La commission d’enquête sénatoriale chargée d'étudier la fraude aux eaux minérales de Nestlé, accable l’Etat, qui a permis selon elle au groupe suisse d’écouler ses produits malgré leur « illégalité » et les « risques sanitaires ».
Les sénateurs soulignent un « manque de transparence, à la fois vis-à-vis des autorités locales et européennes et des Français » dans leur rapport rendu public le 19 mai 2025. Le rapporteur de la commission d’enquête, Alexandre Ouizille (PS, Oise), qualifie de « liaisons dangereuses » les relations entre Nestlé et l’Etat.
Ingrid Kragl, directrice de l’information de Foodwatch, enfonce le clou : « Pendant des années », l’Etat a couvert « une fraude massive au lieu d’appliquer la réglementation. Ce qui a permis à Nestlé de tromper les consommateurs sans être inquiété. »
Le scandale Nestlé camouflé par l’Etat
Depuis quelques années, Nestlé utilise des filtres interdits pour purifier des eaux issues de forages régulièrement contaminées par des bactéries et des résidus de pesticides. Ce dispositif concerne les marques Hépar, Perrier, Contrex et Vittel.
Bien que Laurent Burgoa, président de la commission d’enquête et sénateur LR du Gard, précise qu’« aucune contamination sanitaire avérée n’est apparue », les eaux dites minérales doivent être « pure à la source » pour être commercialisées et ne doivent subir aucun traitement modifiant ses caractéristiques microbiologiques.
En 2021, Nestlé révèle ses pratiques au ministère de l’Industrie.
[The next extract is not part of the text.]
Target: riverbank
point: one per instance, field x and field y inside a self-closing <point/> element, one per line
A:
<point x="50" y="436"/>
A l’époque, le groupe suisse apprend que la Direction générale de la concurrence, de la consommation et de la répression des fraudes (DGCCRF) enquête sur Alma, un autre géant de la mise en bouteille, pour des pratiques frauduleuses similaires.
Le rapport précise que l’Etat « avait connaissance des contaminations bactériologiques, voire virologiques sur certains forages » et que la situation « créait une distorsion de concurrence avec les autres minéraliers ».
Il démontre comment plusieurs ministères, mais aussi un préfet, et le directeur de l’Agence régionale de santé d’Occitanie, Didier Jaffre, ont accepté de modifier, à la demande de Nestlé, un rapport sur la qualité sanitaire des forages exploités à Vergèze dans le Gard, où est produite la marque Perrier,
Couverture de l’Etat
Une première réunion avec le cabinet de la ministre de l’époque Agnès Pannier-Runacher est organisée en octobre de cette même année. A partir de là, le rapport sénatorial souligne la « densité » des échanges entre l’Etat et la multinationale.
« Les contacts sont fréquents et l’Elysée ouvre les portes de certains ministères au groupe suisse » insiste Alexandre Ouizille.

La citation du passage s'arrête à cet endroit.